In terms of sheer productivity, yes. A bumper crop in any year proves America's farmers can once again navigate the challenges of Mother Nature, international agribusiness, our gridlocked Congress, and other unforeseen events to deliver a successful harvest. That said, it's not exactly like any of those challenges that farmers face are easy or stable. Even the best farmer can rarely account fully for unintended consequences, the kinds of things that often bite them in the behind.

One look at the complicated monster that is the corn market gives outsiders a perfect view of how success in growing food doesn't always mean success in the pockets of farmers.

When you're looking at how corn is sold in agricultural markets, what happened last year and in previous years matters. This year, corn harvest yields are forecast to be up worldwide. After last year's U.S. corn crop withered in the heat of late summer, many international corn buyers had to switch away from American suppliers to South American nations. Five years ago, combined exports from Brazil and Argentina accounted for only 23% of global trade. Last year, thanks to the weather in the U.S., it was 47%.

With more and more corn, and the same number of purchasers or less, thanks to global agribusiness corporations the demand is down - and sadly so is the price of corn. All of which means a bumper corn crop in the U.S. this year isn't exactly great news for the pocketbooks of American farmers.

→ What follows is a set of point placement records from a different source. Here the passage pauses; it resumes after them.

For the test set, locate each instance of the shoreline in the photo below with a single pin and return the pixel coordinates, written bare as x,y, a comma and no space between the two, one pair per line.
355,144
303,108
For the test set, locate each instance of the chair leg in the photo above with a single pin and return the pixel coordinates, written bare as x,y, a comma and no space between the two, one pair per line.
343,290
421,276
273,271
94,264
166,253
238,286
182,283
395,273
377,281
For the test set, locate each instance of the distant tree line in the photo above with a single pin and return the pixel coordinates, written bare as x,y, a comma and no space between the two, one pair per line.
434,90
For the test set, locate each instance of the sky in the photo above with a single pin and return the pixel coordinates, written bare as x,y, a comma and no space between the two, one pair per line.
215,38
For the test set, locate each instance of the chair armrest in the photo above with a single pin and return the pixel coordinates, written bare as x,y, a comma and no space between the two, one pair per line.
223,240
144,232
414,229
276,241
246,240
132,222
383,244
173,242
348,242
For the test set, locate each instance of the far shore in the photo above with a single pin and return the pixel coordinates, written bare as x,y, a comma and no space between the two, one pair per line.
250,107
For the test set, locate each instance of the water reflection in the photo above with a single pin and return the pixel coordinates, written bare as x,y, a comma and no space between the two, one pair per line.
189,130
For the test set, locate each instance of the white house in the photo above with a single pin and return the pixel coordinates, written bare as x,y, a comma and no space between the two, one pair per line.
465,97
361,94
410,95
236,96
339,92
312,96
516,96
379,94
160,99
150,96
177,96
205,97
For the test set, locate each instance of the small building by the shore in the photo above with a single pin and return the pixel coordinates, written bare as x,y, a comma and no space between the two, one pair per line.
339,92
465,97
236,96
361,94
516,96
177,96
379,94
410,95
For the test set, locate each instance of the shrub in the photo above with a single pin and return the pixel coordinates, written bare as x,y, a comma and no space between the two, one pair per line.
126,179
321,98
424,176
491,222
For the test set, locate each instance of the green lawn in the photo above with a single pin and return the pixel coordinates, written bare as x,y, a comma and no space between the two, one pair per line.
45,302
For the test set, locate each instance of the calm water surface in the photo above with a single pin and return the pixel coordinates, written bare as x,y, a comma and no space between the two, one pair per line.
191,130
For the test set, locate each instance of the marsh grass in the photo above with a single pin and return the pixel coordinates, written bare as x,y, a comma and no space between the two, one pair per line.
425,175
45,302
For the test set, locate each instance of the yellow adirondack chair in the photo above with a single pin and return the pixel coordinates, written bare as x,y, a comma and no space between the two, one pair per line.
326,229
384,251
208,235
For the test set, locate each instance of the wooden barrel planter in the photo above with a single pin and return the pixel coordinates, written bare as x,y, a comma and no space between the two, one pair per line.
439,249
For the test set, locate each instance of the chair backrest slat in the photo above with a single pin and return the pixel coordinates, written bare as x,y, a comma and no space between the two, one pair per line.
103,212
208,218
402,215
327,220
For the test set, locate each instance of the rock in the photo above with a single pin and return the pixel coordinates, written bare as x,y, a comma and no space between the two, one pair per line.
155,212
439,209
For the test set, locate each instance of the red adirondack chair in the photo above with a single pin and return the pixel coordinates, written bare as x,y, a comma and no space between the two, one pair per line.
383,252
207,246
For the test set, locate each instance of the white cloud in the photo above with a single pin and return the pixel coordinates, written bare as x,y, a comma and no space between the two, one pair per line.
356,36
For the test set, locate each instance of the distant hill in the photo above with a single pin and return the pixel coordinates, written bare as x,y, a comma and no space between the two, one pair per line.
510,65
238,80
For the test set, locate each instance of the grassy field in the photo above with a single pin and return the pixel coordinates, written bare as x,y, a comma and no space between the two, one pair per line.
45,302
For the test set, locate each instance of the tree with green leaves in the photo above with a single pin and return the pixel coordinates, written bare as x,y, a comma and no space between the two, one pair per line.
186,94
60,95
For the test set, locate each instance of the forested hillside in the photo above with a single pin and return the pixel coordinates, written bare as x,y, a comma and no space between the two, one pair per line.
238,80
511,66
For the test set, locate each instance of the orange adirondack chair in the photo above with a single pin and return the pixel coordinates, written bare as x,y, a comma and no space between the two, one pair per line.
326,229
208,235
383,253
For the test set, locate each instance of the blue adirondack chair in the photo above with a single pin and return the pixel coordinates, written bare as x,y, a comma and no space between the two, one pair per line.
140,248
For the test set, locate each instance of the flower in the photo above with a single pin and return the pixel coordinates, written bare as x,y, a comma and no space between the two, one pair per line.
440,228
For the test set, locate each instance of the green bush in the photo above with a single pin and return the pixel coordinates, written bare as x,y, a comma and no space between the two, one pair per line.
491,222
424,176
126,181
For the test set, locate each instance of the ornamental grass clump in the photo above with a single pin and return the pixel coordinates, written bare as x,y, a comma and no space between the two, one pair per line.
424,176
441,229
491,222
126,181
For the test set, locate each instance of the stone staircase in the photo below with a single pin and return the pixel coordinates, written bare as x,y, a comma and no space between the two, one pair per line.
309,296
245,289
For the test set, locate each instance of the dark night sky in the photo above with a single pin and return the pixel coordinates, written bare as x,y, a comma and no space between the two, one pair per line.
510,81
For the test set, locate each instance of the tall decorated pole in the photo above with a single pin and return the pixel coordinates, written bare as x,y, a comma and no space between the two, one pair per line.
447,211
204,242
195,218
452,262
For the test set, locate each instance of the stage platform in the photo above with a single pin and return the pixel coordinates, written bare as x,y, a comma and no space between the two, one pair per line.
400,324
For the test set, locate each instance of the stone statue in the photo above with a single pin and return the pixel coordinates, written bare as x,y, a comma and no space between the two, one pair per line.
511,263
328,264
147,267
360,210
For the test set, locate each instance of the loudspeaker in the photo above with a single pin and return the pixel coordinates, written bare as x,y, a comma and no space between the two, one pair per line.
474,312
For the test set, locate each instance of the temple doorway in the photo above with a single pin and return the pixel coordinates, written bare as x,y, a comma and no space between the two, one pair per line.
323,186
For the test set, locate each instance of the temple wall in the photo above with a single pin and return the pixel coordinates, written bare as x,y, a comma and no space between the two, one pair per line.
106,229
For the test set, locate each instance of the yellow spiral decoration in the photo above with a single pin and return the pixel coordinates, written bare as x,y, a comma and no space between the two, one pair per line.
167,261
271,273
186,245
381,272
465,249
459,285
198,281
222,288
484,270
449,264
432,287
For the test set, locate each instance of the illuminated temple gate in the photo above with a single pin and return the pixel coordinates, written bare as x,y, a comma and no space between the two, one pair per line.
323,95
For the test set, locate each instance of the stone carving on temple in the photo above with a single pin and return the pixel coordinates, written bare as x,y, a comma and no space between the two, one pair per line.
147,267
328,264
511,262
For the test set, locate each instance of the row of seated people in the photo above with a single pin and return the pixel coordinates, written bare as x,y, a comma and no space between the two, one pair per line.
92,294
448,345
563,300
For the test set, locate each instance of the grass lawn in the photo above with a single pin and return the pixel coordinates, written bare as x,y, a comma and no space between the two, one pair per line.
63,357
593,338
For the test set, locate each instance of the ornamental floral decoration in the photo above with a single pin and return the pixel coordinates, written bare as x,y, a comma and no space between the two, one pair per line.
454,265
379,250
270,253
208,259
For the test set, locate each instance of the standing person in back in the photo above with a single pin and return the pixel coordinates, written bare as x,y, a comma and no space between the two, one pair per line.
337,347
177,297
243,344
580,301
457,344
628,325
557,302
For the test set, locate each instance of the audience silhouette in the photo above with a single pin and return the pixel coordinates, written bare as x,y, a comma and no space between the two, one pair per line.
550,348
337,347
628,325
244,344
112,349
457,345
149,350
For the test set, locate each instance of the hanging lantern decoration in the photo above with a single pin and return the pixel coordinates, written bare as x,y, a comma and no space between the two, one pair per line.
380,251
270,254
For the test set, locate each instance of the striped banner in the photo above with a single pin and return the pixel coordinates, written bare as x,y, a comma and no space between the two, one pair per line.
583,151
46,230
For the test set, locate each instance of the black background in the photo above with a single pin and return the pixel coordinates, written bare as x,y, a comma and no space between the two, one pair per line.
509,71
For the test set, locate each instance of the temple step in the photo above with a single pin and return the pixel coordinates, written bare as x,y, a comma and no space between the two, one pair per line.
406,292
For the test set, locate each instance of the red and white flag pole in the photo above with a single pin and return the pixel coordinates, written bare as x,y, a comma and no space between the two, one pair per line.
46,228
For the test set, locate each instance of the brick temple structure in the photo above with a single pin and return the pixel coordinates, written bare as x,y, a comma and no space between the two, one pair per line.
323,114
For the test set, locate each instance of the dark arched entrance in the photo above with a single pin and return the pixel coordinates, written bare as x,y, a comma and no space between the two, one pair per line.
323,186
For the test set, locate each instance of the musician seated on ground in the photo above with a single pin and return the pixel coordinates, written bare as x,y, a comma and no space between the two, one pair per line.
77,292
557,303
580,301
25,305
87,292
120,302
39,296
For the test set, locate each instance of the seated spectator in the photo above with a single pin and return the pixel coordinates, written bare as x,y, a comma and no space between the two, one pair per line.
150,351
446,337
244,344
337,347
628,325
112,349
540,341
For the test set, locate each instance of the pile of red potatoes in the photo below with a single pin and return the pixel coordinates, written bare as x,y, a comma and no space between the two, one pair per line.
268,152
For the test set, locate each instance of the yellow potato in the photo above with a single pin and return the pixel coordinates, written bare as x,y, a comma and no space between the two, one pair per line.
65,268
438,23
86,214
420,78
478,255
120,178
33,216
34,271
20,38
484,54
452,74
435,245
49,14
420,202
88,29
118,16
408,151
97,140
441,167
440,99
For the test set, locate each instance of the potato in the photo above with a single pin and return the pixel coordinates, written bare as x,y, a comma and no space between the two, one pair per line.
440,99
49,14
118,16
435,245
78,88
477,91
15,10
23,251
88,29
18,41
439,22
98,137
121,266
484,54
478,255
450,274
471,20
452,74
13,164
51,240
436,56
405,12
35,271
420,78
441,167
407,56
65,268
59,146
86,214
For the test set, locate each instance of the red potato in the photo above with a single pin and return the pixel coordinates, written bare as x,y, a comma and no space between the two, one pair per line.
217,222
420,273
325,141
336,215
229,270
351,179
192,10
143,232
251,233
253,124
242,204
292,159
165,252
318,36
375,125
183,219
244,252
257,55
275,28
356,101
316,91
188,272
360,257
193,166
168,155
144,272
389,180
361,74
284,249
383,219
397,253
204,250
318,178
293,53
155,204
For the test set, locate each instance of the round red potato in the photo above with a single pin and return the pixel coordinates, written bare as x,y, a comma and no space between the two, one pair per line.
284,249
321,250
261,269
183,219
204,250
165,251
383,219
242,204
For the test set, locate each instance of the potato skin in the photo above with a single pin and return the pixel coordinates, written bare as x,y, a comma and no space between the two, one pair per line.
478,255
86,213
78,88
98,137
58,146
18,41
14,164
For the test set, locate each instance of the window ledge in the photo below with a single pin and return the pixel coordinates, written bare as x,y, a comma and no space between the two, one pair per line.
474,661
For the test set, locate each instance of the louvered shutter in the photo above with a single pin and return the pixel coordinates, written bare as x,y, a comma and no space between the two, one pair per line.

What's going on in the Middle East and Egypt could also come back to bite American farmers. As Tim Fernholz wrote in Quartz this weekend, the Suez Canal in Egypt looks to remain open, even as that nation burns. Part of why the canal remains open is America's financial support of Egypt, as well as its international agreements with the Egyptian government.

There are plenty of people on all sides insisting President Obama is caught in a dilemma on Egypt - but the facts don't really bear that out. There are many reasons why President Obama won't likely publicly admit a coup has taken place in Egypt. For one thing, as soon as he would do so, legal considerations would automatically come into play that could potentially close the Suez to American shipping interests. That would include not just agribusiness interests, but also up to 3 million barrels of oil per day. A closed Suez Canal would be brutal to the bottom line of most American farmers.

Such an admission would also likely cut off a great deal of the U.S. military access to the Middle East - making America weaker in the Middle East, not stronger.

Finally, Mother Nature isn't exactly stable these days. In fact, as Jillian MacMath of AccuWeather notes, the entire greater midwest, from the Rockies through the Ohio valley looks to be getting an early frost this year - which could completely change the harvest outlook again, if the forecasts hold true.

All of which reminded us over the weekend to thank the next farmer we see, and reminded us to be thankful we don't have to deal with the issues farmers do every day. Even when they win, they can still lose - and that really bites.